Todo el que haya sostenido algún tipo de
posición universitaria sabe que refugiarse en la Academia es parecido a
sentarse desnudo arriba de un hormiguero. Mucho más hoy en día, cuando los
lazos del trabajo parecen haber reencontrado su cauce en nuestra sociedad.
Nadie se salva en la academia; pero si se la sabe manejar, la academia reditúa.
Pese a todo esto, el elogio desmedido de lo feo y lo subversivo no es
necesario, más bien es uno de esos “lugares comunes” que muchos defienden y no
practican. Todos vivimos en el estuche de acero del orden burgués, y no estoy
–¿cómo podría estarlo?– en contra de la academia y sus hormigas coloradas. Sin
embargo, me cuesta entender cómo y por qué los benditos profesores
universitarios adoran a los malditos de otras épocas mientras engordan sus
currículos con papers y se llenan de
ansiedad cuando se abren los concursos en una materia lateral. ¿No deberían
justo ellos tener otros ídolos? ¿No deberían justo ellos elogiar la mesura, la
distancia, las secretas aventuras del orden, la belleza y la solidez de una
argumentación bien hecha?
Nunca va a dejar de sorprenderme el funcionario que festeja al artista mientras lo parasita. Es, quizás, parte de mi propio romanticismo. Llegado este punto, quiero admitir que me guío por mecanismos similares a los que critico. Kohan me despierta una especie de furor obsesivo parecido al que describe Stephen King en el principio de Carrie. Carrie tiene su primera menstruación en las duchas comunitarias del high-school. No entiende qué le pasa, por qué sangra. Es idiota. Es withetrash. Sus compañeras de curso, en vez de acercarse y confortarla, en vez de prestarle ayuda, la insultan y le tiran tampones. La escena no resulta forzada. ¿Por qué esa maldad, esa denigración? Carrie les demuestra que ser una inútil, una desorientada, es posible. Carrie les recuerda que efectivamente es posible ser lo que ellas no quieren ser. A mí, Kohan me recuerda aquello que no quiero ser. Un lector que no tiene otras lecturas que las que le impartieron en la Universidad, un narrador aburrido, un hombre que no tuvo edad madura y saltó de la juventud a la vejez, un profesor excelente que no pudo abandonar –¡no quiso!– la vida centrífuga de la Facultad de Filosofía y Letras, finalmente un publicista aguerrido, no crítico, de las ideas de Frankfurt. ¿Entrará en un espiral de furia Martín Kohan y me despedazará con sus recién descubiertos poderes telepáticos? Si cultivo mi obsesión por sus dichos y su obra es porque veo en él y en ella, en ese matrimonio, signos inequívocos de alienación. Doy precisiones: de su alienación y de la mía. Al mismo tiempo, su triunfo innegable como novelista, el triunfo de sus ideas sobre la novela, produce mi escarnio. También su negativa a discutir, su escurridizo y hábil corrimiento de la discusión. Me cuesta confesarlo pero lo envidio en eso (y dónde hay envidia hay también identificación y reconocimiento). Leí casi todo lo que publicó porque me gustaría discutir con él esas y otras obras e ideas –por ejemplo, la utilización literaria y política del “desaparecido”–, que podrían ser matizadas, confirmadas o rebatidas. Pero Kohan es el hombre que no discute, es el intelectual que no gasta, no derrocha energía, no se enoja, no polemiza. Al contrario, acumula y progresa lentamente, sin estridencias, sin desvíos, sin riesgos. En eso, al menos, Sabato fue diferente y, desde todo punto de vista, mejor.
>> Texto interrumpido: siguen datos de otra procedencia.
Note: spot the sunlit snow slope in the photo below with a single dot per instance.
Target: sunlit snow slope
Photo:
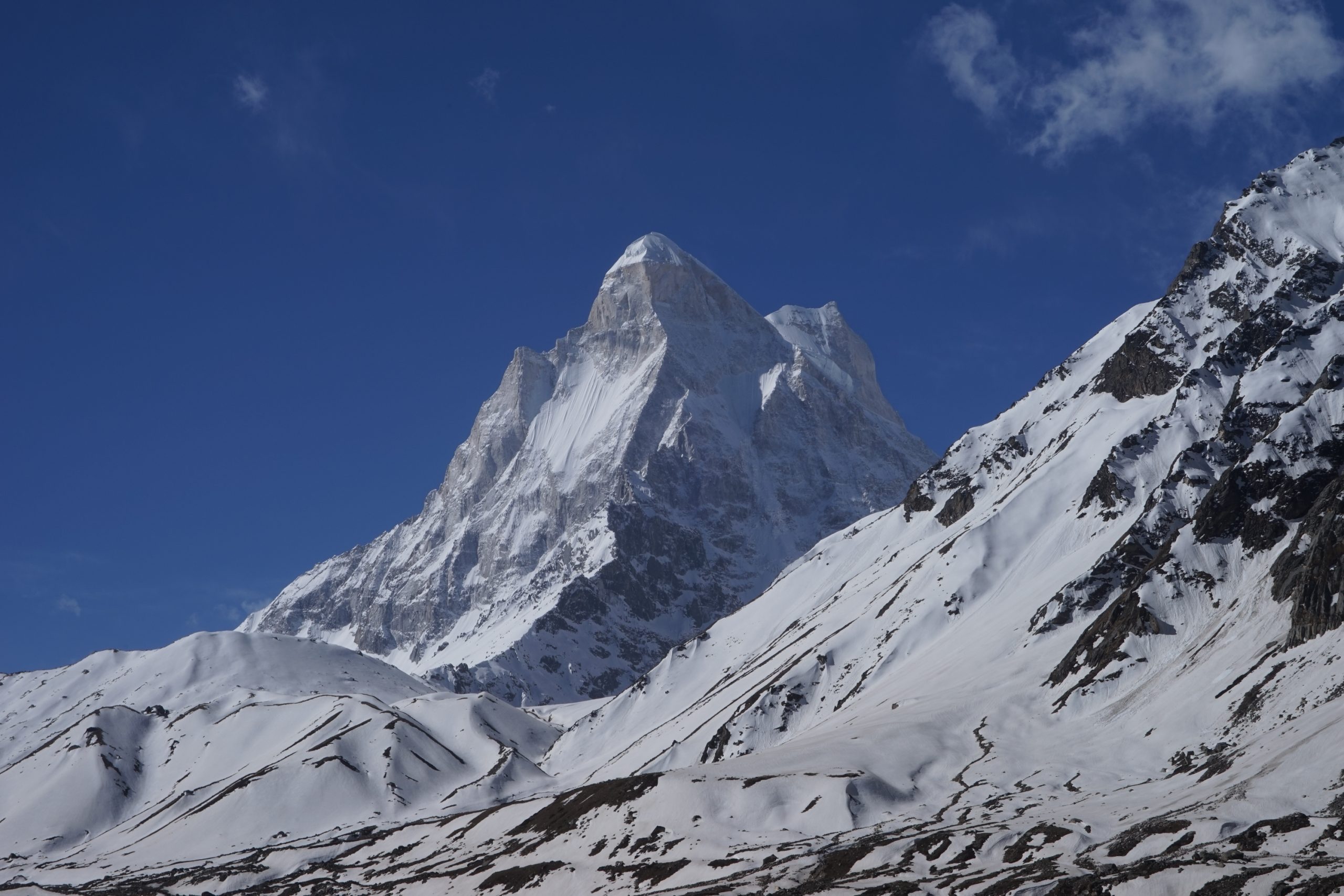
(1095, 650)
(622, 492)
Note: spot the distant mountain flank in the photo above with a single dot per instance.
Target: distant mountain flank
(622, 492)
(1096, 650)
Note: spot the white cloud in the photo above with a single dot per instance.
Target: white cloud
(980, 68)
(486, 83)
(1186, 61)
(250, 92)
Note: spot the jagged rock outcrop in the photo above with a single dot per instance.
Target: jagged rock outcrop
(622, 492)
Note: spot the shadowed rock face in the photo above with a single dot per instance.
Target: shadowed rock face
(622, 492)
(1311, 570)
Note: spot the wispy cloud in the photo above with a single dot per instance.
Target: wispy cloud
(486, 85)
(980, 68)
(250, 92)
(1189, 62)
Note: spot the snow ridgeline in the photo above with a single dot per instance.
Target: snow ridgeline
(1095, 649)
(622, 492)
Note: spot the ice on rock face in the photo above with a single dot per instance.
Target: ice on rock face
(622, 492)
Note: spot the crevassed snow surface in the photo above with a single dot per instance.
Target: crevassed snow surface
(622, 492)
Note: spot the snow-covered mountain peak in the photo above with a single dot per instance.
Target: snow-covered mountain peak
(1297, 206)
(651, 249)
(620, 492)
(826, 340)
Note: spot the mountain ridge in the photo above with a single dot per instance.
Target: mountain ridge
(620, 492)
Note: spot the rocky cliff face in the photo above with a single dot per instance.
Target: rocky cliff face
(1096, 650)
(622, 492)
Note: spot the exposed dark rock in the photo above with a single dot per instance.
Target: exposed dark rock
(1309, 571)
(563, 813)
(916, 500)
(1100, 644)
(515, 879)
(958, 505)
(1105, 488)
(1136, 370)
(651, 873)
(1049, 833)
(1254, 837)
(718, 743)
(1126, 841)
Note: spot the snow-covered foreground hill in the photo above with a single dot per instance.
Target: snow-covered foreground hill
(622, 492)
(1095, 650)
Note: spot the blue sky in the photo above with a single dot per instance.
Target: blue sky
(261, 262)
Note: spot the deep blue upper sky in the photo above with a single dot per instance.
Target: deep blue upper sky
(260, 263)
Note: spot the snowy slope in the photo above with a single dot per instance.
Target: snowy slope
(622, 492)
(1095, 650)
(227, 741)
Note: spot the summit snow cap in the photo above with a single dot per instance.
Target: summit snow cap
(649, 249)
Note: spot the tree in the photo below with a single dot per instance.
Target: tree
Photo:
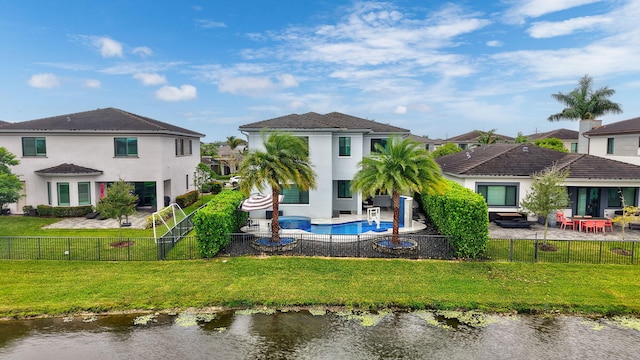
(234, 142)
(402, 167)
(446, 149)
(547, 194)
(521, 139)
(551, 143)
(486, 138)
(10, 184)
(119, 202)
(583, 103)
(283, 163)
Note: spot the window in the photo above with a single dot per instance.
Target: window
(382, 142)
(610, 146)
(63, 194)
(345, 146)
(32, 146)
(344, 189)
(614, 197)
(574, 147)
(126, 146)
(183, 147)
(293, 195)
(84, 193)
(499, 195)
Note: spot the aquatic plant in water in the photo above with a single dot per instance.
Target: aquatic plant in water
(144, 319)
(365, 319)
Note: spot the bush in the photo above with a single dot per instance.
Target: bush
(64, 211)
(215, 223)
(187, 199)
(462, 215)
(214, 187)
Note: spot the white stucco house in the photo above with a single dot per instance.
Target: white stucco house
(69, 160)
(503, 174)
(337, 143)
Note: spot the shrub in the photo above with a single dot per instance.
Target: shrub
(187, 199)
(215, 223)
(64, 211)
(462, 215)
(214, 187)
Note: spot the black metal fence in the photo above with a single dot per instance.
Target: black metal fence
(563, 251)
(358, 246)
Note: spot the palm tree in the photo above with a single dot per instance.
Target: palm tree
(585, 104)
(284, 162)
(402, 167)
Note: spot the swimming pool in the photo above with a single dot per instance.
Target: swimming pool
(350, 228)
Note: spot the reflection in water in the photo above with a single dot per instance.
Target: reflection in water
(301, 335)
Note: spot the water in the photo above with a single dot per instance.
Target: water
(301, 335)
(350, 228)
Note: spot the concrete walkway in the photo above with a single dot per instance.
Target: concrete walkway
(137, 220)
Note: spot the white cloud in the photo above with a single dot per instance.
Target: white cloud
(209, 24)
(255, 85)
(44, 81)
(547, 29)
(108, 47)
(150, 78)
(172, 93)
(92, 83)
(400, 110)
(536, 8)
(143, 51)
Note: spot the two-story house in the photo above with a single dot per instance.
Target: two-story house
(337, 143)
(618, 141)
(70, 160)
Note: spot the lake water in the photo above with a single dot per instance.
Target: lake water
(315, 335)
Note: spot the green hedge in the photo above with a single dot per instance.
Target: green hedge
(64, 211)
(187, 199)
(462, 215)
(215, 223)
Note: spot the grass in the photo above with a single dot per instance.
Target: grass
(59, 287)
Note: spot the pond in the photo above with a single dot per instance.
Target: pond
(315, 334)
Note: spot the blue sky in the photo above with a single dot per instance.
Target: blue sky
(437, 68)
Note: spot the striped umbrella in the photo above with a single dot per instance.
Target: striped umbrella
(258, 202)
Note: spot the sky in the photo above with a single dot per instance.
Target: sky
(437, 68)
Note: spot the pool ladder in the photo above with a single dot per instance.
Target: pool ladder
(373, 215)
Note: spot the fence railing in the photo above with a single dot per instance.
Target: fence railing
(169, 240)
(563, 251)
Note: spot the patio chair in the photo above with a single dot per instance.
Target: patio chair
(564, 222)
(589, 225)
(608, 224)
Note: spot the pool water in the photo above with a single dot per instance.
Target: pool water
(350, 228)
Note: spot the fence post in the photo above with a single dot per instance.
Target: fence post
(510, 250)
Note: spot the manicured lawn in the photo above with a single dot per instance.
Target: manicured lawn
(57, 287)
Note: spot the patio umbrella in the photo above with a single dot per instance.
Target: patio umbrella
(258, 202)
Nunca va a dejar de sorprenderme el funcionario que festeja al artista mientras lo parasita. Es, quizás, parte de mi propio romanticismo. Llegado este punto, quiero admitir que me guío por mecanismos similares a los que critico. Kohan me despierta una especie de furor obsesivo parecido al que describe Stephen King en el principio de Carrie. Carrie tiene su primera menstruación en las duchas comunitarias del high-school. No entiende qué le pasa, por qué sangra. Es idiota. Es withetrash. Sus compañeras de curso, en vez de acercarse y confortarla, en vez de prestarle ayuda, la insultan y le tiran tampones. La escena no resulta forzada. ¿Por qué esa maldad, esa denigración? Carrie les demuestra que ser una inútil, una desorientada, es posible. Carrie les recuerda que efectivamente es posible ser lo que ellas no quieren ser. A mí, Kohan me recuerda aquello que no quiero ser. Un lector que no tiene otras lecturas que las que le impartieron en la Universidad, un narrador aburrido, un hombre que no tuvo edad madura y saltó de la juventud a la vejez, un profesor excelente que no pudo abandonar –¡no quiso!– la vida centrífuga de la Facultad de Filosofía y Letras, finalmente un publicista aguerrido, no crítico, de las ideas de Frankfurt. ¿Entrará en un espiral de furia Martín Kohan y me despedazará con sus recién descubiertos poderes telepáticos? Si cultivo mi obsesión por sus dichos y su obra es porque veo en él y en ella, en ese matrimonio, signos inequívocos de alienación. Doy precisiones: de su alienación y de la mía. Al mismo tiempo, su triunfo innegable como novelista, el triunfo de sus ideas sobre la novela, produce mi escarnio. También su negativa a discutir, su escurridizo y hábil corrimiento de la discusión. Me cuesta confesarlo pero lo envidio en eso (y dónde hay envidia hay también identificación y reconocimiento). Leí casi todo lo que publicó porque me gustaría discutir con él esas y otras obras e ideas –por ejemplo, la utilización literaria y política del “desaparecido”–, que podrían ser matizadas, confirmadas o rebatidas. Pero Kohan es el hombre que no discute, es el intelectual que no gasta, no derrocha energía, no se enoja, no polemiza. Al contrario, acumula y progresa lentamente, sin estridencias, sin desvíos, sin riesgos. En eso, al menos, Sabato fue diferente y, desde todo punto de vista, mejor.